Through a series of in-person workshops — both in Rome and as places far away as Manila, the Philippines — and distance learning programs, the Discerning Leadership courses offer religious women and men, priests, bishops and lay leaders a chance to first, better understand their own personal values and then how to improve their frameworks for examining a range of situations they may face in church leadership.
The idea, said McCallum, is to bolster an individual's practical skills, decision-making capacities, communication style and abilities to manage conflicts and navigate different cultures, all in an effort to foster communal growth.
In short, he says, it's "a movement to build a synodal church."
In fact, this October, when more than 400 Catholics from around the world gather in Rome for the first session of Francis' synod to discuss a number of issues facing the church in the modern world, McCallum will be one of the synod's experts (or facilitators) tasked with helping guide the conversations.
"If we want to be a viable influence in a global landscape that is very complicated, leaders have to operate differently as to how they handle stakeholders and people who think differently and people who are invested in common causes but are not religious," McCallum told NCR.
It's that philosophy he brings to both Discerning Leadership and will bring into the synod hall when a cross-section of the Catholic hierarchy and lay Catholic women and men meet for a month at the Vatican for what is sure to be an intense period of thinking about the future of the church.
"We can't do it in the same unilateral, hierarchical way of the past," said McCallum.
"We can't do it in the same unilateral, hierarchical way of the past."
— Jesuit Fr. David McCallum
While the pope has made synodality— a process that incorporates all of the people of God, not just the hierarchy — the centerpiece of his papacy and emphasized it as a new way of operating as a church, many church leaders lack the practical know-how to implement synodality in practice, McCallum said.
Discerning Leadership is trying to fill that void, and in just three years, the program now boasts nearly 500 alumni. Of that number, nearly 300 have been women, including a high number of women religious.
McCallum said that "women seemed more naturally disposed to leading participatory, communal fashion."
"Synodality," he added, "feels very challenging for those who are more comfortable with the patriarchal, hierarchical mode of control and authority."
The goal of the program, according to McCallum, is to provide leaders with a new template for what leadership looks like in a church that is synodal.
"We want to foster leadership that is rooted in the gospel and the way that Jesus demonstrates on how to use power and authority rather than fixated on the way in which the world tends to see these things," he said.

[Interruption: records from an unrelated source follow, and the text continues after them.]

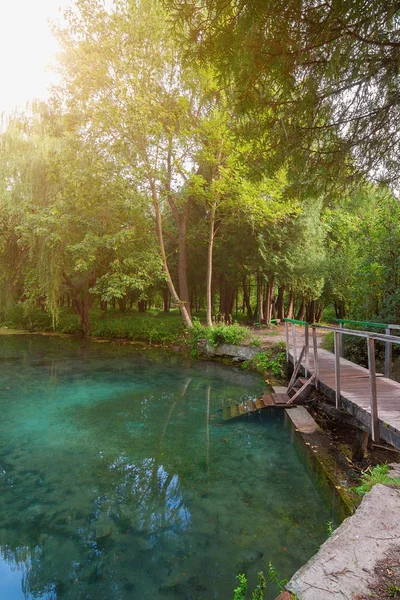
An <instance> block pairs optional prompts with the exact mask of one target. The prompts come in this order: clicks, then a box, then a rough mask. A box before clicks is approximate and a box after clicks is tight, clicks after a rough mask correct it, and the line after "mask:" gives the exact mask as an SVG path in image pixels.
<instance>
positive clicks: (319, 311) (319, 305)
mask: <svg viewBox="0 0 400 600" xmlns="http://www.w3.org/2000/svg"><path fill="white" fill-rule="evenodd" d="M323 310H324V306H323V304H322V303H321V302H318V304H317V310H316V311H315V322H316V323H320V321H321V317H322V311H323Z"/></svg>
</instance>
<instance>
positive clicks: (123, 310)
mask: <svg viewBox="0 0 400 600" xmlns="http://www.w3.org/2000/svg"><path fill="white" fill-rule="evenodd" d="M126 300H127V298H126V296H124V297H123V298H118V306H119V312H122V313H124V312H126Z"/></svg>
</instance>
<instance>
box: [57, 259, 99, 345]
mask: <svg viewBox="0 0 400 600" xmlns="http://www.w3.org/2000/svg"><path fill="white" fill-rule="evenodd" d="M62 276H63V279H64V281H65V283H66V284H67V285H68V287H69V289H70V290H71V296H72V307H73V308H74V310H75V312H76V313H77V314H78V315H79V318H80V326H81V332H82V334H83V336H84V337H87V336H88V335H89V331H90V325H89V309H90V305H91V301H92V297H91V294H90V292H89V290H90V288H92V287H93V286H94V285H95V283H96V270H95V269H93V271H92V272H91V273H90V275H89V281H88V282H87V283H86V285H85V284H84V283H80V284H79V285H75V284H74V282H73V281H72V279H71V278H70V277H69V276H68V275H67V274H66V273H65V272H63V273H62Z"/></svg>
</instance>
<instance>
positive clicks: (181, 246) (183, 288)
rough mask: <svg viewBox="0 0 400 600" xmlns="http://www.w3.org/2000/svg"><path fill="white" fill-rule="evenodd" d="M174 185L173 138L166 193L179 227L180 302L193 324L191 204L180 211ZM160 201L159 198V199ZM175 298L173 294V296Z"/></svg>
mask: <svg viewBox="0 0 400 600" xmlns="http://www.w3.org/2000/svg"><path fill="white" fill-rule="evenodd" d="M171 183H172V138H171V139H170V140H169V147H168V155H167V182H166V191H167V198H168V203H169V206H170V208H171V211H172V214H173V217H174V219H175V223H176V226H177V227H178V288H179V296H180V302H183V303H184V304H185V308H186V312H187V314H188V317H189V320H190V322H191V311H190V297H189V289H188V282H187V244H186V238H187V227H188V223H189V203H190V199H189V198H188V200H187V202H186V204H185V205H184V207H183V209H181V210H180V209H178V207H177V205H176V203H175V201H174V198H173V191H172V187H171ZM157 199H158V198H157ZM171 296H173V294H171Z"/></svg>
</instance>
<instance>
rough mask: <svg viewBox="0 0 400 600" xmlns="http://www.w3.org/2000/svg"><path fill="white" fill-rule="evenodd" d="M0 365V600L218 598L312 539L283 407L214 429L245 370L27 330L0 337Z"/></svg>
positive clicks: (308, 554) (241, 388) (324, 517)
mask: <svg viewBox="0 0 400 600" xmlns="http://www.w3.org/2000/svg"><path fill="white" fill-rule="evenodd" d="M0 366H1V367H2V370H1V373H2V374H1V379H0V410H1V419H2V422H1V428H0V549H1V560H0V598H1V600H20V599H33V598H42V599H45V600H50V599H52V600H53V599H63V600H64V599H65V600H72V599H73V600H77V599H79V600H80V599H90V600H125V599H138V600H139V599H143V600H147V599H150V598H157V599H158V598H160V599H163V598H167V599H168V598H169V599H171V600H172V599H174V598H175V599H206V600H211V599H223V600H230V599H231V598H232V597H233V593H232V590H233V588H234V587H235V586H236V581H235V576H236V575H237V574H238V573H240V572H246V573H247V574H248V576H249V580H250V582H251V583H254V582H255V580H256V574H257V572H258V571H259V570H264V571H267V570H268V562H269V561H272V562H273V564H274V566H275V567H276V569H277V570H278V571H279V573H280V576H281V577H289V576H290V575H291V574H292V573H293V572H294V571H295V570H296V569H297V568H298V567H300V566H301V565H302V564H303V563H304V562H305V561H306V560H307V559H308V558H309V557H310V556H311V555H312V554H313V553H314V552H315V551H316V549H317V548H318V546H319V545H320V544H321V542H322V541H323V540H324V539H325V537H326V524H327V521H328V520H329V519H330V510H329V507H327V506H325V505H324V504H323V503H322V501H321V499H320V497H319V495H318V493H317V491H316V489H315V487H314V485H313V483H312V481H311V479H310V478H309V477H308V475H307V474H306V472H305V470H304V467H303V465H302V463H301V462H300V460H299V458H298V456H297V454H296V451H295V449H294V447H293V446H292V444H291V443H290V439H289V434H288V433H287V431H286V430H285V428H284V424H283V412H280V411H278V410H277V411H272V410H270V411H264V412H263V413H261V414H260V415H259V416H254V417H251V418H240V419H236V420H232V421H225V422H224V421H222V410H221V408H222V406H224V405H227V404H230V403H234V402H237V401H241V400H244V399H246V398H255V397H256V396H257V395H258V394H259V393H261V392H262V391H263V389H264V386H265V384H264V382H263V380H262V378H260V377H259V376H257V375H252V374H249V373H246V372H243V370H241V369H240V368H232V367H226V366H223V365H219V364H216V363H211V362H203V361H191V360H189V359H185V358H182V357H181V356H179V355H173V354H171V353H166V352H156V351H154V352H150V351H145V350H138V349H137V348H136V347H135V346H130V345H129V346H118V345H111V344H92V345H90V346H89V347H86V348H84V347H81V346H80V344H79V342H77V341H74V340H71V339H61V338H41V337H40V336H3V337H2V338H0ZM274 597H275V590H274V589H272V588H270V590H269V595H268V598H274Z"/></svg>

This, he said, is modeled after Jesus' example of service and responsibility and being open to discerning how the spirit is moving in the present day.
And the starting point — both for the program and October's synod — is from a place of humility.
It's a recognition, said McCallum, that "my take on the world is only partial, and I need to be in relationship with people who see and operate differently in the world in order to have a fuller view."